Unit 4
Failures and Their Classification:
Definition: A failure in a distributed database system refers to any event that disrupts the normal
operation of the system, resulting in the loss of data consistency, availability, or reliability.
Types of Failures:
 - Hardware Failures: Failures in physical components such as servers, disks, or network devices.
 - Software Failures: Errors or bugs in the software components of the database system, such as the
database management system (DBMS) or applications.

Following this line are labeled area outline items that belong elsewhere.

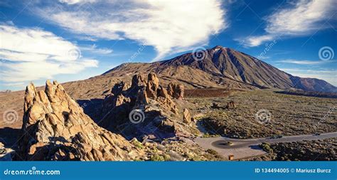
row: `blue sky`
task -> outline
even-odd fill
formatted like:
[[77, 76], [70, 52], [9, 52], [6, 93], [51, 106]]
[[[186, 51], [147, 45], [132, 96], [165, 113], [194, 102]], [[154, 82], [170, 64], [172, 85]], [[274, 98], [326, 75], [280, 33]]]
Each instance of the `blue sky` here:
[[217, 45], [337, 85], [336, 7], [334, 0], [1, 1], [0, 90]]

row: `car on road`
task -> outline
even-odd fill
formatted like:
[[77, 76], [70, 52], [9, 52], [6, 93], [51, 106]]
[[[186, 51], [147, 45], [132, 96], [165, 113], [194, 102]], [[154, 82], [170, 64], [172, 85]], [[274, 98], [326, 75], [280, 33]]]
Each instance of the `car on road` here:
[[225, 146], [231, 146], [233, 144], [233, 143], [231, 142], [222, 142], [220, 144], [225, 145]]
[[273, 135], [270, 137], [270, 139], [279, 139], [282, 137], [283, 137], [283, 135]]

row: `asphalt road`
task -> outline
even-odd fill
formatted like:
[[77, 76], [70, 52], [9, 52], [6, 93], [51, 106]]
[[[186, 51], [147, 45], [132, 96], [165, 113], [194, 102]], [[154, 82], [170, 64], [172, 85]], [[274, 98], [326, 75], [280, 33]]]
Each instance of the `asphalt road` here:
[[[318, 140], [326, 138], [337, 137], [337, 132], [324, 133], [321, 134], [305, 134], [297, 136], [287, 136], [281, 138], [258, 138], [250, 139], [237, 139], [223, 137], [201, 138], [198, 137], [194, 141], [203, 148], [212, 149], [218, 152], [224, 157], [234, 155], [234, 159], [242, 159], [245, 157], [254, 157], [265, 154], [259, 144], [262, 142], [270, 144], [277, 142], [291, 142], [302, 140]], [[232, 145], [226, 145], [231, 142]]]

 - Network Failures: Communication failures or network outages that prevent data transmission
between distributed nodes.
  - Site Failures: Failures that affect an entire site or data center, resulting in the loss of access to all
resources hosted at that location.
 - Media Failures: Physical damage or corruption to storage media, such as disks or tapes, leading to
data loss or corruption.
Classification:
  - Transient Failures: Temporary failures that can be recovered from quickly, such as a network
glitch or a brief power outage.
  - Permanent Failures: Irreversible failures that require more extensive recovery procedures, such
as hardware failures or data corruption.
__________________________________________________________________________________
Checkpoints and Recovery:
1. Checkpoints:
  - Definition: Checkpoints are predefined moments in time when the state of a distributed database
system is saved to stable storage, allowing recovery to a consistent state after a failure.
 - Purpose: Checkpoints help reduce the amount of work needed during recovery by providing a
consistent starting point.
 - Types:
   - Periodic Checkpoints: Scheduled at regular intervals to save the current state of the system.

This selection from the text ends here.